That article offers conflicting “yes” and “no” answers …

The ultimate test or verification of whether building expensive housing makes all housing cheaper is whether places that did the former experienced the latter.

Having lived in multiple cities that did the former — and read about rising housing prices in other ones that did so as well — I have yet to see the latter.

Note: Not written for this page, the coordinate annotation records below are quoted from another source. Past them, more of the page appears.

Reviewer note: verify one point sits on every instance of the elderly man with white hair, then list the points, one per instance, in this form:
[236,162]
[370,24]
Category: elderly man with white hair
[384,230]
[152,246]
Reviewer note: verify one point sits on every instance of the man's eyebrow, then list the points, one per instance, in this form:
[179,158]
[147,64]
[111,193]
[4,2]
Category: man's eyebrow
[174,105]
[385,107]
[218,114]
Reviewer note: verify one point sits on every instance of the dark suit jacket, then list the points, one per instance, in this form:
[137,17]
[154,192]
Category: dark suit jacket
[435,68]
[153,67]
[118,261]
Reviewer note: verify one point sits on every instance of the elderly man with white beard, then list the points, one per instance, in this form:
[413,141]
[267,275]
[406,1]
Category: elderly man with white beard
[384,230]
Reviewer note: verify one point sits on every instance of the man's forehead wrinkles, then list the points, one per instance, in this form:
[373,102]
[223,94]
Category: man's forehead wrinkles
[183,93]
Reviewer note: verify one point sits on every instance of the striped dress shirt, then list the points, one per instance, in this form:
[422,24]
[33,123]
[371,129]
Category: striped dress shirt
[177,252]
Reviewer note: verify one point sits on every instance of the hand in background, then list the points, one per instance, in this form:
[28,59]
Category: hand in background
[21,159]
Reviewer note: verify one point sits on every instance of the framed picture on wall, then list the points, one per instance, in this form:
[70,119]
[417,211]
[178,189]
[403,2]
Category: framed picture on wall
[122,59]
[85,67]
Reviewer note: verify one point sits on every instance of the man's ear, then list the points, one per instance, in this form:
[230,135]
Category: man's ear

Can you point to a city where predominantly expensive housing was built but housing at all price points got cheaper?

Even expensive housing doesn’t get significantly cheaper when more of it gets built — it only really goes down when there’s a complete market collapse, like the 2008 financial crisis, and even then it doesn’t drop enough to make it affordable, but just to correct the last inflationary increments of the speculative bubble that led to the collapse itself.

If high-priced housing itself doesn’t get that much cheaper due to more high-priced housing being built, how would lower-priced housing get significantly cheaper from more high-priced housing (but no more low-priced housing) being built?

The claims about housing “migration chains” don’t make empirical sense, because the housing that people are supposedly migrating up to is still more expensive than the housing they’re in.

Wealthy people moving into even more expensive housing doesn’t suddenly make their old housing more affordable to people who couldn’t afford it before, because prices don’t actually go down significantly, if at all.

They built a lot of expensive housing in San Francisco in the last 20 years, and lower-priced housing didn’t get cheaper, it went up (until the pandemic).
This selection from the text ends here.